Unscripted Thoughts on the Immorality of the Death Penalty

Unscripted Thoughts on the Immorality of the Death Penalty November 23, 2022

Unsplash / Darius Bashar


The rapidity with which these executions are taking place is stunning.  In fact, these executions are becoming so routine that it’s easy for people to forget that actual humans are being executed.  Such dehumanization has a variety of consequences…not the least of which is that we become comfortable killers.  You see it takes a real human to kill and it takes a real human to be killed.  The two are intrinsically connected.  Thus, our dehumanization further has the consequences of dehumanizing the victim.  Meaning, if you erase the killer then you are erasing the killed.  Our common humanity will either be our common triumph or our common downfall.  Right now, it is our lack of humanity that is making room for these executions to continue.  We are zealous to destroy with no idea of how to rebuild.  Humanization is the only path forward…yet we seem so determined to go backward.
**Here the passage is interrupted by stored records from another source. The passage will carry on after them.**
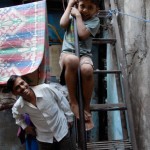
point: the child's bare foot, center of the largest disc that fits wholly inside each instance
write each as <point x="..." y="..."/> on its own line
<point x="87" y="115"/>
<point x="89" y="124"/>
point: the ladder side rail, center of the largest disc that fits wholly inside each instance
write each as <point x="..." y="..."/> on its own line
<point x="81" y="133"/>
<point x="124" y="78"/>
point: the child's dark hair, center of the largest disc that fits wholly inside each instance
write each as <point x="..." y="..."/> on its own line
<point x="10" y="82"/>
<point x="96" y="2"/>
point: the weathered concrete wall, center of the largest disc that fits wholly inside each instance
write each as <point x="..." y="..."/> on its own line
<point x="136" y="36"/>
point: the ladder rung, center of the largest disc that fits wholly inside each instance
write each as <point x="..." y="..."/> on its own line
<point x="107" y="107"/>
<point x="103" y="14"/>
<point x="109" y="145"/>
<point x="107" y="71"/>
<point x="103" y="41"/>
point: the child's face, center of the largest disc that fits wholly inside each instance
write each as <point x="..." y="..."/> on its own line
<point x="87" y="9"/>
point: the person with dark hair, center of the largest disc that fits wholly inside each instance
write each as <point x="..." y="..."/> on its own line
<point x="48" y="110"/>
<point x="87" y="26"/>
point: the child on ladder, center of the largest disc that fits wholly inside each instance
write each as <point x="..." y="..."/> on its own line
<point x="87" y="27"/>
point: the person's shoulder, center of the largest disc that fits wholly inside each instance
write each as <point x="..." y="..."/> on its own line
<point x="19" y="102"/>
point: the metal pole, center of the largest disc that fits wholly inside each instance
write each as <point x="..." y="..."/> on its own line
<point x="81" y="122"/>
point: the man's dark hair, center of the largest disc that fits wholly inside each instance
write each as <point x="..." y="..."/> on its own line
<point x="10" y="82"/>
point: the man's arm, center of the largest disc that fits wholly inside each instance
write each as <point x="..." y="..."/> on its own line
<point x="18" y="116"/>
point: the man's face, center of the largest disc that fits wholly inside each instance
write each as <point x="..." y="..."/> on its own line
<point x="21" y="88"/>
<point x="87" y="9"/>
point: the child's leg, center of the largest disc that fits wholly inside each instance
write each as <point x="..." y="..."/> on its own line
<point x="71" y="62"/>
<point x="87" y="85"/>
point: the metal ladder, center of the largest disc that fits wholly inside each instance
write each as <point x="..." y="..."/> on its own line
<point x="129" y="143"/>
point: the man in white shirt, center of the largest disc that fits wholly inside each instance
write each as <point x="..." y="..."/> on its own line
<point x="48" y="109"/>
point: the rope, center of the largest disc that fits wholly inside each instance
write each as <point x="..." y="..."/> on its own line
<point x="115" y="11"/>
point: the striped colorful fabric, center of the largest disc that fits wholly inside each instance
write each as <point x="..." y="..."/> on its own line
<point x="23" y="40"/>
A child of God is not a caricature, and a caricature is not a child of God.  Reality is real.  A human is real.  We must come face to face with what we are doing.  We must listen to the stories of the condemned.  We must feel the pain of the victims.  We must search out the totality of these circumstances.  We must find a way to heal.  If we do not, we will continue to live under the evil of vengeance.  These executions are a measurement of progress.  Have we moved past the barbarism of destruction?  Or, have we progressed to a place of hope?  It seems quite logical that one cannot teach people how not to kill by killing.  Can you imagine placing our children at the window of the execution chamber and telling them that this is the way that society is going to learn not to kill people?  Such thinking is absurd.  Yet, it is the path of our reasoning.  The moral implications of these executions should not be lost on anyone.  We are declaring who we are.


So, do we choose to honor the memory of the departed by killing?  Or, do we choose to honor the memory of the departed by making sure that such killing never happens again?  There is no way to stop killing by continuing to kill.  This is our moment.  Will we become killers too?  You see, morality swings both ways.